We've many columns with high number of missing values. 'feature_0' is float64 type but contains only '1' and '-1' as values. Let's see if there are any other such columns.

In [None]:
unique_vals = pd.DataFrame()
unique_vals['column'] = FEATURES
unique_vals['num_missing'] = [train[i].nunique() for i in FEATURES]

unique_vals.T

All other feature columns have continuous values. Now, let's compare the distribution of features w.r.t two target values.

In [None]:
fig, ax = plt.subplots(10, 10, figsize=(20,22))
ax = ax.flatten()

for k,i in enumerate(FEATURES[1:101]):
    sns.distplot(train[train['action'] == 0][i], hist=False, label='0', ax=ax[k])
    sns.distplot(train[train['action'] == 1][i], hist=False, label='1', ax=ax[k])

In [None]:
fig, ax = plt.subplots(6, 5, figsize=(20,22))
ax = ax.flatten()

for k,i in enumerate(FEATURES[101:]):
    sns.distplot(train[train['action'] == 0][i], hist=False, label='0', ax=ax[k])
    sns.distplot(train[train['action'] == 1][i], hist=False, label='1', ax=ax[k])

For most features, the distributions are very similar for the two target values.

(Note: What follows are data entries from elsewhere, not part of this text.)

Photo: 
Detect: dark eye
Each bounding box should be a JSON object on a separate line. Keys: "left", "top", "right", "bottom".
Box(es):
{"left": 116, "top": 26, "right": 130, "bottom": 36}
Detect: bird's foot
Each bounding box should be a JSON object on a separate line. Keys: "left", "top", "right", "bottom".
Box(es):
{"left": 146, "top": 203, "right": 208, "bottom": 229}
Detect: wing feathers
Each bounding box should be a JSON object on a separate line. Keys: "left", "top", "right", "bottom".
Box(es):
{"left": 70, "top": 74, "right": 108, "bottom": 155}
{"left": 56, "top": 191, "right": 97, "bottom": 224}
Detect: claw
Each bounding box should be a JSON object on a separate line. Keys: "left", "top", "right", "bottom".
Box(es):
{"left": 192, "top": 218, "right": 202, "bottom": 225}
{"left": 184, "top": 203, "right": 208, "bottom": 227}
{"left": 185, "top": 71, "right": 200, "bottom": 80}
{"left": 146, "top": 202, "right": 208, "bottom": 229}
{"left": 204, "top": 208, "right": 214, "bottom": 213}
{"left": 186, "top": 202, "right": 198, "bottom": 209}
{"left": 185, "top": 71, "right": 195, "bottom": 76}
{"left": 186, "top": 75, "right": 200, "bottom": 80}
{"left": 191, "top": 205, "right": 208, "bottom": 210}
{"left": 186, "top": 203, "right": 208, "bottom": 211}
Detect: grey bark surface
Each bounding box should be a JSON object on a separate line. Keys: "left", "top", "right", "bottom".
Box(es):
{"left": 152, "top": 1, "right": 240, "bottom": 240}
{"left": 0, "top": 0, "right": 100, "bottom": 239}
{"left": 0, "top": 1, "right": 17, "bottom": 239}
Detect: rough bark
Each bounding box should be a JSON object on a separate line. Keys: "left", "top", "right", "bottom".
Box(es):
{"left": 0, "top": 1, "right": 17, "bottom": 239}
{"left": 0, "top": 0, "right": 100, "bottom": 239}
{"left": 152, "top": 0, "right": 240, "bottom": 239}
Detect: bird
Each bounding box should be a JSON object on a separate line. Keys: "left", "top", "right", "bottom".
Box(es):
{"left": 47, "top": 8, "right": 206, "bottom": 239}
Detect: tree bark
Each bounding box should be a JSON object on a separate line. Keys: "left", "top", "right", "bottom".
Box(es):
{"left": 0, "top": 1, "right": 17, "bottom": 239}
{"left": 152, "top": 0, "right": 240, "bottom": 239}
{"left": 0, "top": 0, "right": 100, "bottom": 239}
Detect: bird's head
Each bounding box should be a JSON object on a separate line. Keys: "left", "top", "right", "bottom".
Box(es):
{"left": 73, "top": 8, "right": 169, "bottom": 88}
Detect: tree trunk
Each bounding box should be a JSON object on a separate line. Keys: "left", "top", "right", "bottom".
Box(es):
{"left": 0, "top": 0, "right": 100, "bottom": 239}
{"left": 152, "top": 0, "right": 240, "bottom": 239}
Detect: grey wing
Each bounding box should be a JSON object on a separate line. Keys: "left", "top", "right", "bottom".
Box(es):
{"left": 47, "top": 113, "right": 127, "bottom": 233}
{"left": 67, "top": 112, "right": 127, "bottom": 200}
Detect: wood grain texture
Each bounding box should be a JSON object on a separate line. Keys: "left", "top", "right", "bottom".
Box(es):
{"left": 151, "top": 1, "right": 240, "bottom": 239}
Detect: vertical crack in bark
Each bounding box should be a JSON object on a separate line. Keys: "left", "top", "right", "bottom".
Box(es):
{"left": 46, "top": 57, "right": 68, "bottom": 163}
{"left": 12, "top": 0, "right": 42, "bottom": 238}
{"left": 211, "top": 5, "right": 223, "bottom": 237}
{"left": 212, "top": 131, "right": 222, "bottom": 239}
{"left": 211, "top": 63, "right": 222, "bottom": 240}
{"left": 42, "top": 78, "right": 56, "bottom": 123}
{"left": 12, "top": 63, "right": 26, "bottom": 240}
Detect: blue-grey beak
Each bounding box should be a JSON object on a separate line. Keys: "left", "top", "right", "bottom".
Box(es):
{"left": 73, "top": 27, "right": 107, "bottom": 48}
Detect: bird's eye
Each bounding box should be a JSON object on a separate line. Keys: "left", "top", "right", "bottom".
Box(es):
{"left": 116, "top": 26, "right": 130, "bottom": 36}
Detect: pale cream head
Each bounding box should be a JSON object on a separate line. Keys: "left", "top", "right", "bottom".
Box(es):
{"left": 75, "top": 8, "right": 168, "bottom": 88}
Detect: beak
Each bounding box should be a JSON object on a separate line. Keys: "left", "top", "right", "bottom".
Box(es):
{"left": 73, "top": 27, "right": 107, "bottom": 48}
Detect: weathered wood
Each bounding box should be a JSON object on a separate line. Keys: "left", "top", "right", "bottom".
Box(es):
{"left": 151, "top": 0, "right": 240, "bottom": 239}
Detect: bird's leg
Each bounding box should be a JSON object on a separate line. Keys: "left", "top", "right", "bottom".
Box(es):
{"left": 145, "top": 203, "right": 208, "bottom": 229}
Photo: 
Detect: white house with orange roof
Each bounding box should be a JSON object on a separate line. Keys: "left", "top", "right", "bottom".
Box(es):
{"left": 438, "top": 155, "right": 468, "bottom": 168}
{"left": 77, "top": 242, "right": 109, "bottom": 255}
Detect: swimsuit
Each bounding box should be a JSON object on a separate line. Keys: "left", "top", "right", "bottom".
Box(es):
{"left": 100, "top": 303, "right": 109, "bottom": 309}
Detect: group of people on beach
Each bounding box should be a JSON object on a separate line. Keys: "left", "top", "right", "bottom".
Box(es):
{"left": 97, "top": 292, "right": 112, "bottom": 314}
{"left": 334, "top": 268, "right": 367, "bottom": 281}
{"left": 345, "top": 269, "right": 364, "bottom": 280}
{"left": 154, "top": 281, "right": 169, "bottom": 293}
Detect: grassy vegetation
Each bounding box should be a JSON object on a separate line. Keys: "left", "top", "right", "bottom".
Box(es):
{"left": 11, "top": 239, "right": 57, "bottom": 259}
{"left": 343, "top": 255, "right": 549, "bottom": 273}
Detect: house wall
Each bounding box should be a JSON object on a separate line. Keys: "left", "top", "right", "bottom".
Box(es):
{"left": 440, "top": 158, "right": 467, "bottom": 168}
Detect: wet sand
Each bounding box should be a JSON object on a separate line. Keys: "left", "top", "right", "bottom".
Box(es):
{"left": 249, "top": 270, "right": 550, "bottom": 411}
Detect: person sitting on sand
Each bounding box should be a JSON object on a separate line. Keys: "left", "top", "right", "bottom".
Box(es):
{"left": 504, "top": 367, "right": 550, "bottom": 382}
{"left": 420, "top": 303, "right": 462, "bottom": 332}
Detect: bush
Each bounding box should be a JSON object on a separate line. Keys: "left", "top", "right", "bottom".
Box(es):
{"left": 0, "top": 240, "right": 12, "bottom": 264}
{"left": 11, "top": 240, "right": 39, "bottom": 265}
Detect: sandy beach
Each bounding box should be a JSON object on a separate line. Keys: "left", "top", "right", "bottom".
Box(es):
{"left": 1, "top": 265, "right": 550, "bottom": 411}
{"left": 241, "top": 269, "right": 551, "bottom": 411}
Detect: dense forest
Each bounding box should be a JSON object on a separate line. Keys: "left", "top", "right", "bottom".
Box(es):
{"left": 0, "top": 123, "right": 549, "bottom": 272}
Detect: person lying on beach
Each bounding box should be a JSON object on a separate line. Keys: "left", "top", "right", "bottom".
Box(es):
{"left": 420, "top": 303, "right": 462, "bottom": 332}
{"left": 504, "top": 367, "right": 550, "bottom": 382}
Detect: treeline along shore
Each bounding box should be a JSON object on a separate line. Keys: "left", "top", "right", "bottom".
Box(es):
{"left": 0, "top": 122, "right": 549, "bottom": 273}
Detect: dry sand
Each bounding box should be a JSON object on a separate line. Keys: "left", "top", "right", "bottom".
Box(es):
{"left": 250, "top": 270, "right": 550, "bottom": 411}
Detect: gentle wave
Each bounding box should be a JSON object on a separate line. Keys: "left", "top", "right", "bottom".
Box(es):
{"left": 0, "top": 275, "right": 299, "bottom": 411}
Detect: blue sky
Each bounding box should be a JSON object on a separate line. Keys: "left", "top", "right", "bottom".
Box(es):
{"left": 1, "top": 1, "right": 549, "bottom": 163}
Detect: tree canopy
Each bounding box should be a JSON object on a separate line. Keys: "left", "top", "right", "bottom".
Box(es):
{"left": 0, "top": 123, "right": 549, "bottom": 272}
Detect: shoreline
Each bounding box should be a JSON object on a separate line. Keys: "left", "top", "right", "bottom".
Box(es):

In case of some features like 91, 94, 103, 115 the distributions are different. We can use this in feature selection.

Now let's check the correlations b/w features.

In [None]:
p = FEATURES
p.append('resp')
len(p)

In [None]:
x = train[p].corr()
x

Dropping columns where correlation coeff. > 0.95

In [None]:
x = x.abs()
upper = x.where(np.triu(np.ones(x.shape), k=1).astype(np.bool))
to_drop = [column for column in upper.columns if any(upper[column] > 0.95)]
print(to_drop)

In [None]:
train.drop(to_drop, 1, inplace=True)
train

## <a>Model training</a>

In [None]:
FEATURES = [x for x in train.columns if 'feature' in x]

X = train[FEATURES]
y = train['action']
print(X.shape, y.shape)

In [None]:
model = lgb.LGBMRegressor()
cv = KFold(shuffle=True, n_splits=5, random_state=108)
params = {
    'n_estimators':[500]
#     'learning_rate':[0.1, 0.001, 0.5],
#     'subsample':[1, 0.9],
#     'feature_fraction':[1, 0.9]
}

clf = GridSearchCV(
    estimator=model, 
    scoring='neg_mean_squared_error',
    cv = cv,
    param_grid=params, 
    verbose=10
)

In [None]:
clf.fit(X, y)

In [None]:
feature_imp = pd.DataFrame()
feature_imp['imp'] = clf.best_estimator_.feature_importances_
feature_imp['column'] = X.columns

feature_imp = feature_imp.sort_values(by='imp', ascending=False)

plt.figure(figsize=(15,20))
sns.barplot(feature_imp.imp[:30], feature_imp.column[:30])

In [None]:
import janestreet
env = janestreet.make_env() 
iter_test = env.iter_test() 

In [None]:
for (test_df, sample_prediction_df) in iter_test:
    wt = test_df.iloc[0].weight
    if(wt == 0):
        sample_prediction_df.action = 0 
    else:
        sample_prediction_df.action = (clf.predict(test_df.loc[:, FEATURES]) > 0.5).astype(int)
    env.predict(sample_prediction_df)